At the risk of oversimplifying, job quantity and quality is a function of growth and productivity. If growth occurs that is roughly equivalent to increased productivity, little change occurs in the number of jobs although the quality of those jobs (assuming that higher output per person leads to higher income as well) should increase. Growth without a change in productivity ought to lead to more jobs, but jobs of about the same quality as before. Growth with a loss in productivity is likely to lead to more but poorer-paying jobs. Only when the growth rate exceeds productivity increases should more and better jobs be created. Of course, these relationships hold only as long as an economy is closed and self-contained with no exportation or importation of jobs. Those days are long gone.
What is the situation we face in the U.S. today? It appears that productivity increases are accommodating growth with little increase in jobs. But doesn't that suggest that the jobs that people do hold must be getting better? And to the extent that productivity can fuel growth that exceeds the rate of job export, doesn't that bode well for the future of employment in the U.S.?
On the other hand, it can be argued that jobs have an intrinsic value regardless of their quality. They keep people occupied and out of trouble.

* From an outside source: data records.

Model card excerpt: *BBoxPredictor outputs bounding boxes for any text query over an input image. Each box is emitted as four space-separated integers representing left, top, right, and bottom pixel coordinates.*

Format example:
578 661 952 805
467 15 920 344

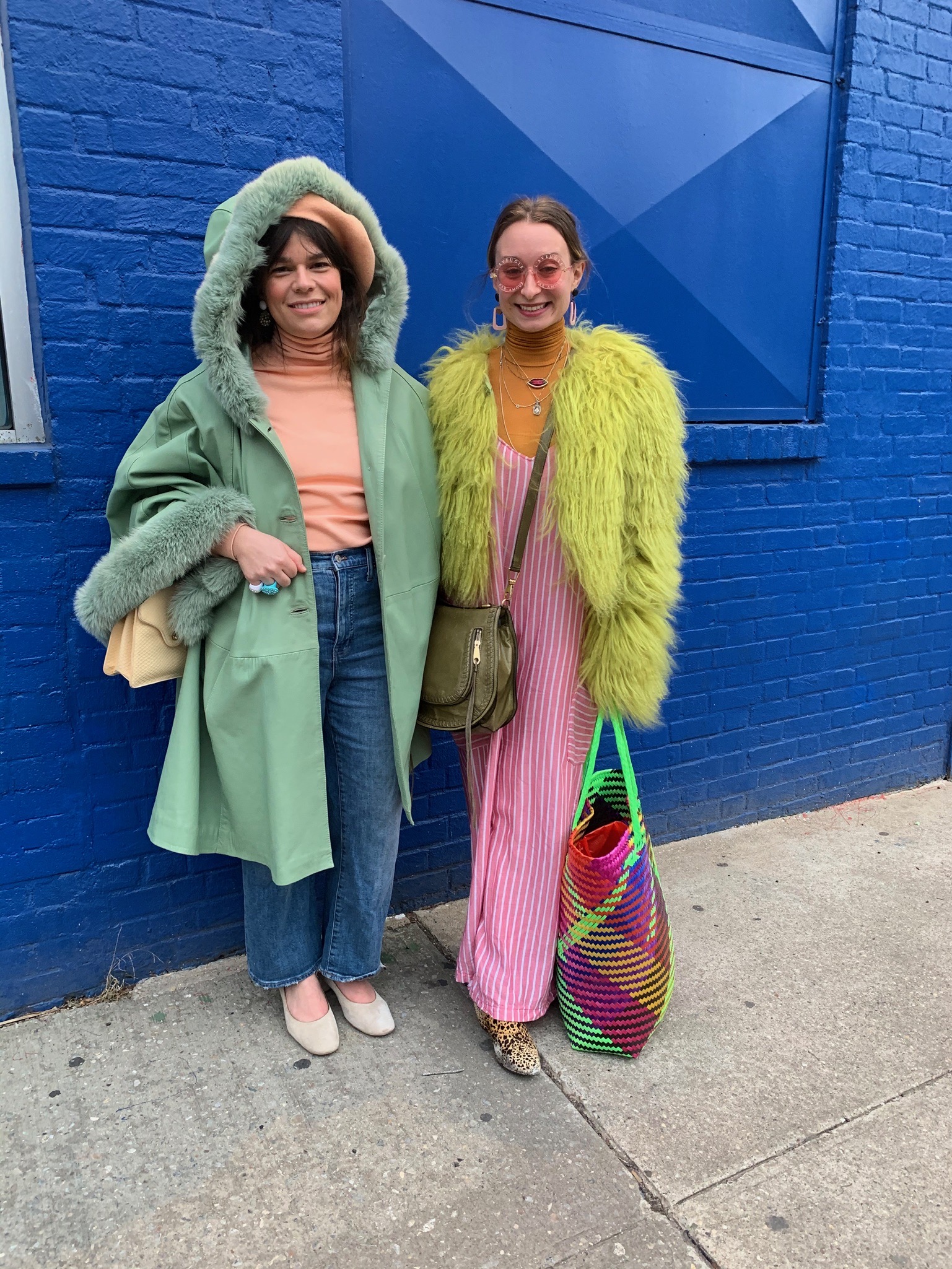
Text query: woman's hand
231 524 307 587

Crime rates historically have varied inversely with employment. The loss of any job has social costs greater than the loss of income. But do we have to export jobs in order to create better ones? Does it matter if the jobs exported are those involving relatively little "ownership" potential and they are replaced by those created by the entrepreneurial, small-business engine that has fueled the U.S. economy for decades with jobs that involve either psychic or actual ownership? How should we think about job export? What do you think?